Auch die Verkettung und Minimierung von CSS-Dateien zur Performanceoptimierung oder das Live-Reloaden von Browserinhalten fürs Testing sind weitere Aspekte des Reshapings.

In ihrer Session „Reshape your Responsive Workflow“ auf der MobileTech Conference in München erklärt Stefanie Trabucchi, geschäftsführende Gesellschafterin der Abstract Technology GmbH, welche Benefits man erwarten darf, wenn solche Tools genutzt werden und was für den Responsive Workflow wirklich wichtig ist.
Im Interview fragen wir Stefania unter anderem, in welchem Rahmen sich diese Erneuerungen im Responsive Workflow bewegen und was man in solchen Projektszenarien beachten muss.

Was sind aus deiner Sicht und deinen Projekterfahrungen die häufigsten Mängel in Responsive Workflow-Prozessen?

Stefania Trabucchi: In meiner Rolle bei Abstract Technology als Frontend-Spezialistin, Expertin für Content Strategy und Projektmanagement bin ich meistens diejenige, die mit dem Kunden redet, dessen Wünsche und Erwartungen aufnimmt und für das Team übersetzt. Schon in diesem Teil des Prozesses kann es – wenn Kunde und Team unterschiedliche Vorstellung vom responsiven Prozess haben – zu Missverständnissen kommen. Wir erinnern uns an Stephan Hays Kritik zum Wasserfall-Modell. Was wir brauchen, ist sowohl ein konsistentes Design, als auch klare Definitionen, wie man das Design konsistent umsetzt. Gleichzeitig benötigen wir aber auch die richtigen Tools und die richtigen Techniken, um das Design zu implementieren und alles zu testen.
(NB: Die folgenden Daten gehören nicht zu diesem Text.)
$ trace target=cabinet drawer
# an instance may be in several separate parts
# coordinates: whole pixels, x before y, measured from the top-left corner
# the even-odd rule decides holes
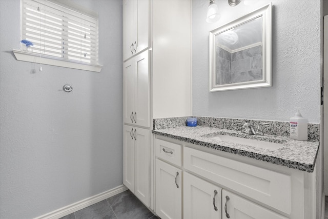
[[[186,169],[288,214],[291,176],[185,147]]]
[[[179,167],[181,165],[181,150],[182,146],[177,144],[156,138],[155,140],[156,156],[162,160]]]
[[[222,200],[222,219],[288,219],[224,189]]]

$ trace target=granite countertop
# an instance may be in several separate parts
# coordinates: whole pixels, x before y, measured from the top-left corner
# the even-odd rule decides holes
[[[319,142],[296,141],[288,137],[265,135],[253,135],[240,131],[204,126],[181,126],[152,130],[153,134],[228,153],[265,161],[299,170],[313,172]],[[277,150],[256,148],[212,138],[218,134],[280,143]]]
Wir müssen also alle zusammen ein Verständnis aufbringen, was es z.B. bedeutet, die Ladezeiten für eine Seite auf zwei Sekunden zu minimieren, wir müssen alle verstehen, für wen eine responsive Applikation wichtig ist. Wir sollten nicht zuerst über Breakpoints reden, wenn wichtigere Punkte, zum Beispiel Navigationskonzepte, aber vor allem die Content Strategy, noch nicht besprochen worden sind. Die Ausgangsbasis im Prozess-Workflow soll womöglich identisch sein. Wenn wir von Reorganisation (Reshape) reden, ist es erforderlich, dass Elemente wie Features, Content, Bilder und Bilderanimationen, Formulare, responsive Tabellenkonzepte usw. mit Vorüberlegungen im Prozess definiert werden müssen. Deswegen arbeiten wir mit Prototypen, die uns erlauben rechtzeitig, zu testen und Änderungen vorzunehmen. Die Priorisierung von Responsive soll nicht vor die Performance gesetzt werden, weil eine responsive Applikation mit 1,4 MB und mit über 100 Objekten, die geladen werden müssen, keine Strategie sein kann.
Progressive Enhancement einerseits (welches eine Bereitstellung von Information für jeder Gelegenheit funktionieren muss) und Responsive Web Design andererseits sind meiner Meinung nach untrennbar miteinander verbunden.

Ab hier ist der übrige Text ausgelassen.